舒似眼前看不清了,什么都在转圈,她拿左手摸了摸手机屏幕。
屏幕上立马鲜红一抹,几颗红珠划出一道斜杠。
她抬手一看,皮被蹭掉了一块,在冒血,速度很快地凝聚,然后一滴落在地面上。
但却是不疼的,神经被酒精麻痹之后,舒似真的感觉不到一点疼痛,只觉得伤口处是有点温热的。

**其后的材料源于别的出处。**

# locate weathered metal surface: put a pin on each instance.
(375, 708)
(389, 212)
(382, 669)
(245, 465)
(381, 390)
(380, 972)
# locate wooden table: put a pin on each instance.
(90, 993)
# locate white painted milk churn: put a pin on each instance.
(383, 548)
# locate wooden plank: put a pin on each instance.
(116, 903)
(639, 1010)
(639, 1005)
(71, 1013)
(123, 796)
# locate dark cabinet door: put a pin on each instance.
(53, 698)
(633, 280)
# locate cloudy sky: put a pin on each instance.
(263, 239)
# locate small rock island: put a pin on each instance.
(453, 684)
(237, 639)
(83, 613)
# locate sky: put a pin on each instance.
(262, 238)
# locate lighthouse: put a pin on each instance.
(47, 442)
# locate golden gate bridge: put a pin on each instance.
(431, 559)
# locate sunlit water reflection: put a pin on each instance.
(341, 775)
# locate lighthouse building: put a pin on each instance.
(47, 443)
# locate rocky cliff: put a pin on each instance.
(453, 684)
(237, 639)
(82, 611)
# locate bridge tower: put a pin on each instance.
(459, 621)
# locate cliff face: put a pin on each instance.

她呆呆地看了一会儿,又想到昨天花出去的一千五百块钱——
别人賺钱怎么就这么好运呢?跟根木头似的坐着什么也不用干就能进账一千五,她努力讨好客人,就算喝成这傻样只有人家的一半。
为什么啊?
舒似突然觉得很委屈。
那种委屈就像海浪一样的,毫无预兆排山倒海一下子朝她涌了过来,让她无法呼吸。
夜风微凉,周围也空无一人,只有外面车道上驰过的汽车声和偶尔的喇叭声。
舒似肩膀微颤,深深喘息着,好不容易才平复稳心头的酸意。
她打开了手机的微信,脑袋昏沉却准确无误地找到边绍的微信,抖着指头拨通了微信电话。
人总会在某个崩溃的时刻想起一个人,无比需要而迫切地想要依赖他。
就像溺水之人想要抓住最后一根浮动在水面的救命稻草一般。
她从未如此过,因为不敢。
可是这一刻,她真的特别想边绍。
她想听他的声音,想看他温暖的笑容,她想念他所有的一切。
提示音不断地响着,随着一声又一声地过去,舒似的心在一点点地往下沉。
她抬头看了眼夜空,鼻子又忍不住泛酸了。